Can ISIS take over the Middle East?

Crikey readers talk the crisis in the Middle East, its players, and its possible goals.


The Middle East mess

Martin Gordon writes: Re. “Rundle: the deadly cast of characters in Iraq’s lethal ISIS game” (Tuesday). The usual torrent of letters critical of the US and proposing inaction in Iraq seem to have their blinkers on regarding Islamic extremist activity. The naysayers comfortable in their cynicism seem to not be able to connect their in-effect support for the likes of Saddam Hussein and even these Islamists. The late Christopher Hitchens suggested the Left be more self-critical of the outcome of their positions, and it still applies today.

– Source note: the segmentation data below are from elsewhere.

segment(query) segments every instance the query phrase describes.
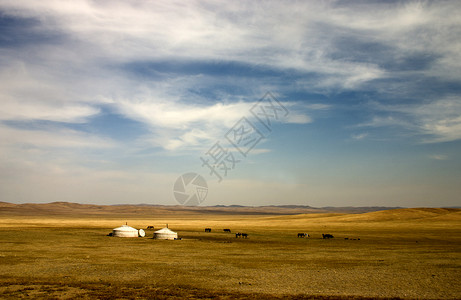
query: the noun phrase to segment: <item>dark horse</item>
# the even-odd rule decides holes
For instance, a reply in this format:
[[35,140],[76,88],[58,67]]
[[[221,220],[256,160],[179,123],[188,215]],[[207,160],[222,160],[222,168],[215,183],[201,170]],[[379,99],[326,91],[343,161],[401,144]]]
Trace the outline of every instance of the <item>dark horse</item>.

The problem is not just in Iraq — the scale of Islamist outrages in the last four years has spanned (in a short and incomplete summation) Algeria, Mali, Somalia, Kenya, Uganda, India, Pakistan, Syria, Nigeria, and they cannot be blamed on the US. Take the blinkers off and think a lot more, rather than just falling back onto old cynicism.

Jack Davies writes: Though I hold Guy Rundle’s journalism in the highest regard, I have a few reservations about his 17 June article on Iraq’s “deadly cast”. I have followed the Iraqi developments closely, and nothing I have read suggests that ISIL plans to, or would be remotely capable of, marching on the Kurdish Autonomous Zone. I think, on a general level, Rundle overestimates ISIL’s capacity, despite its stunning successes.

Secondly, while the PKK might be summoned to rally against any ISIL invasion, it would be the well-trained, fearsome Peshmerga forces that would be defending the Kurdish region. They are the defence of the region, and many think they are the strongest force in Iraq. Therefore, issues of the PKKs communist ideology, to my mind, are barely relevant in this conflict. Not to mention the general softening of PKK ideology in recent years, to the point of a lasting (so far) unilateral ceasefire and withdrawal from Turkish territory.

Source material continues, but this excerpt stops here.